# first trip on new boat!!



## fishsticker (Jan 11, 2009)

Well finally got a slow day around the office and decided to drag the new 330 grady express down to Orange Beach for some fishing. No problems on the trip down and launching was also a piece of cake. Left the dock at 730 with a livewell full of pinfish and wanted to run out to some deep natural bottom but storms and a stiff SW wind changed our minds. Ran out to some spots in ~125 ft and started bringing in the snapper 4 @ the time. Big storm blew in on us and we had to jog around awhile to let it pass. After the storm the fish were nonexistent. Ran to a couple more spots with marginal luck. Finally hit a spot around 1:30 that had good fish. Finished off our 6 man limit of 8-12 lb snapper and decided to head in since we have to drive back to mobile, wash the boat, and clean fish. Boat ran great, electronics will take a little getting used to (furuno navnew) but great resolution on the bottom machine with the 1kw transducer, and having a/c and refridgerated fish boxes is quite nice also. Here are some pics of the boat on the trailer I promised about a week ago. No pics of fish, hope to have some more worthy fish to post in a week or so next time we get out.
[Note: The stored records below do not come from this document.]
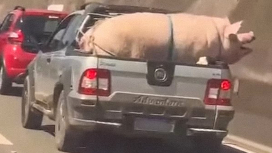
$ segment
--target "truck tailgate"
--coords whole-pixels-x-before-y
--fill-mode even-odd
[[[207,117],[203,99],[207,81],[221,77],[220,69],[171,62],[99,58],[98,64],[98,68],[109,70],[111,76],[111,94],[98,96],[99,101],[106,102],[101,103],[107,111],[128,114]],[[214,115],[215,107],[212,108],[210,114]]]

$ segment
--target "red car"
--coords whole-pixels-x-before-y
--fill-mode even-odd
[[[0,93],[8,93],[13,82],[22,83],[25,69],[36,56],[38,46],[67,14],[16,7],[6,16],[0,26]]]

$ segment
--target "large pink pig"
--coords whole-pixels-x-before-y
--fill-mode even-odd
[[[252,51],[243,45],[254,39],[253,33],[237,33],[242,23],[184,13],[137,13],[95,25],[81,44],[99,55],[166,60],[172,52],[172,60],[180,62],[195,63],[206,57],[233,64]]]

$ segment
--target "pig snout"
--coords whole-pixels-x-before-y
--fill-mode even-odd
[[[254,35],[254,33],[252,31],[248,33],[238,34],[237,37],[242,44],[250,43],[256,39]]]

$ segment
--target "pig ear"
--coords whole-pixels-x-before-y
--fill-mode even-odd
[[[225,36],[228,36],[230,34],[236,34],[241,27],[241,25],[243,21],[241,21],[236,22],[228,26],[225,30]]]

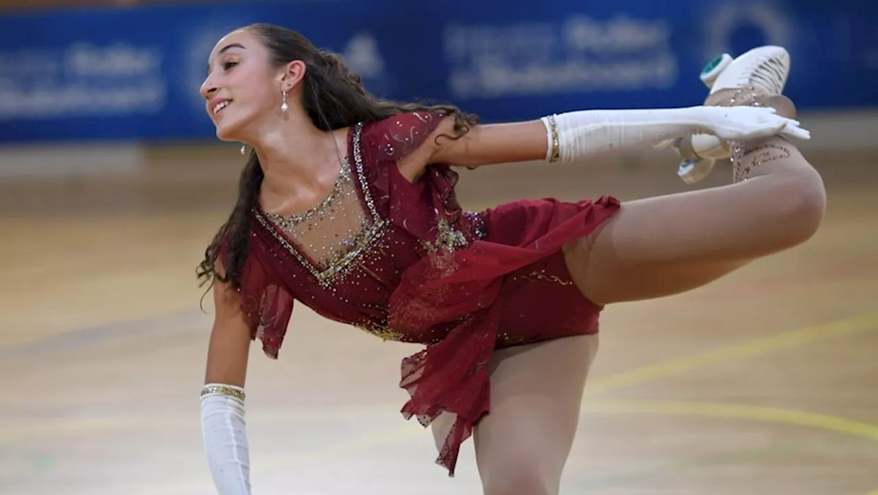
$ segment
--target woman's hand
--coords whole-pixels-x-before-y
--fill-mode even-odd
[[[709,133],[726,141],[747,141],[771,136],[810,139],[799,122],[781,117],[770,107],[695,107]]]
Boat makes the f-350 look like a toy truck. My buddy in the pic is 6ft 3. Boat tops out at 14ft tall w/o radar.


----------



## polar21 (Nov 5, 2007)

That boat is an absolute monster on the trailer!


----------



## choppedliver (Apr 4, 2009)

dayum


----------



## fishsticker (Jan 11, 2009)

I have to say that the trailermanufacturer Myco out of Bradenton, Fl did a great job. They build custom trailers up to 55ft in length. Build alot for the SKA guys who trailer 36cc all over the place and want something to stand up to big boats and lots of miles. They get the hull specs from the boat manufacturer and build the trailer to fit the boat like a glove. The trailer is 10 inch c channel aluminum and has 14 bunks. All bunks are welded to the crossmenbers, which it has 10 of from front to back. All 3 axles have electric hydraulic brakes which are unbelievable in stopping a 18000lb boat and trailer. Led lihgts are extremely bright also. All around I think the best trailer money can buy. 
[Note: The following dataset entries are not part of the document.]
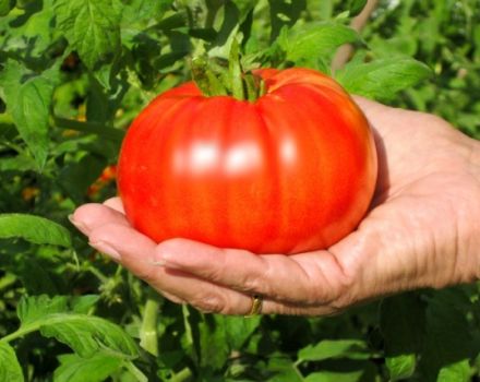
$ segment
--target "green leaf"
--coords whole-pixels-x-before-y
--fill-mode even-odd
[[[392,58],[369,63],[348,63],[335,73],[347,92],[377,100],[389,100],[403,91],[431,76],[425,64],[411,58]]]
[[[59,29],[88,68],[120,51],[117,0],[59,0],[55,11]]]
[[[324,339],[298,353],[299,361],[321,361],[329,358],[368,359],[370,350],[360,339]]]
[[[77,203],[85,199],[88,187],[101,174],[107,160],[97,155],[85,155],[79,162],[65,165],[60,171],[58,182],[68,195]]]
[[[52,314],[45,318],[40,333],[70,346],[80,357],[93,357],[99,350],[120,358],[136,358],[137,348],[123,330],[98,317]]]
[[[425,305],[419,295],[404,294],[382,301],[380,327],[385,339],[385,358],[393,381],[415,372],[417,354],[425,331]]]
[[[15,3],[12,0],[0,0],[0,16],[8,15],[14,5]]]
[[[304,382],[360,382],[364,371],[317,371],[309,374]]]
[[[388,369],[391,381],[410,378],[417,368],[417,356],[407,354],[385,357],[385,366]]]
[[[122,359],[97,353],[89,358],[75,354],[58,357],[60,366],[53,372],[53,382],[101,382],[122,366]]]
[[[159,20],[172,3],[173,0],[130,0],[124,4],[122,24],[131,27],[135,23],[146,24],[151,19]]]
[[[287,53],[287,60],[312,65],[319,58],[332,57],[339,46],[358,39],[357,32],[343,24],[308,24],[293,27],[281,48]]]
[[[427,382],[437,381],[441,372],[461,377],[463,363],[476,354],[467,313],[461,310],[465,298],[461,289],[449,288],[435,293],[429,301],[427,338],[420,361]],[[447,381],[446,377],[443,381]]]
[[[348,3],[348,11],[350,17],[355,17],[360,14],[363,8],[365,8],[368,0],[350,0]]]
[[[436,382],[469,382],[471,368],[469,359],[448,365],[440,369]]]
[[[58,81],[58,65],[53,65],[41,74],[35,74],[28,72],[19,62],[8,60],[4,70],[0,73],[0,82],[3,84],[0,95],[39,169],[47,160],[48,118]]]
[[[0,238],[22,238],[35,244],[72,247],[67,228],[45,217],[27,214],[0,214]]]
[[[15,350],[2,341],[0,341],[0,381],[24,381],[22,367],[16,359]]]
[[[74,300],[73,309],[82,310],[82,303],[79,303]],[[83,358],[93,357],[100,350],[121,359],[139,356],[135,343],[120,326],[99,317],[74,311],[64,296],[22,298],[17,307],[22,323],[17,333],[39,330],[41,335],[55,337]]]
[[[99,299],[99,295],[74,296],[70,302],[70,306],[73,312],[87,314]]]
[[[291,27],[307,9],[307,0],[268,0],[271,8],[271,40],[274,41],[284,26]]]
[[[261,317],[251,317],[244,319],[235,315],[218,315],[217,321],[224,321],[225,331],[227,333],[227,342],[231,349],[240,350],[248,338],[255,332],[262,320]]]
[[[62,313],[68,310],[68,299],[64,296],[50,298],[46,295],[22,298],[16,307],[22,325],[29,325],[45,317]]]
The boat is properly balance on the trailer and I dont feel it as much as the 25 cuddy we have that is slightly too big for the trailer its currently on.


----------



## chad403 (Apr 20, 2008)

sweet boat....getting some good use with the work truck...get .55 cents tax deductive per mile from the IRS towing that beast


----------



## wrightackle (Oct 29, 2007)

That boat is a beast! I am always curious when I see these posts about their performance. I was flabbergasted to see according to yamaha that this boat will get 1.53 mpg at 4000 rpm. That is something for a boat that size. Congratulations on the boat. That full enclosure will sure come in handy.


----------



## Trble Make-rr (Sep 30, 2007)

*WOW, that's a huge beautiful boat! :bowdown*


----------



## Desperado (May 25, 2009)

...................and to think I worry about towing my Grady Sailfish to Orange Beach. Nice boat!


----------



## Shiznik (Feb 24, 2008)

Okay, I think I've seen it all now! Nice Boat! Probably had no problem with the weather either.

:clap:clap:clap:clap


----------



## EverolUSA (Dec 26, 2007)

Sweet Ride! I get funny looks trailering my Grady White 268, you might need an escort.*Keith Wichmann
(251) 648-3210
World's Finest Fishing Reels
since 1958








Your Grandson's Next Reel*</DIV>


----------



## Pinksnappertrapper (Dec 7, 2007)

I wouldnt mind seeing some pictures of the inside, and cabin.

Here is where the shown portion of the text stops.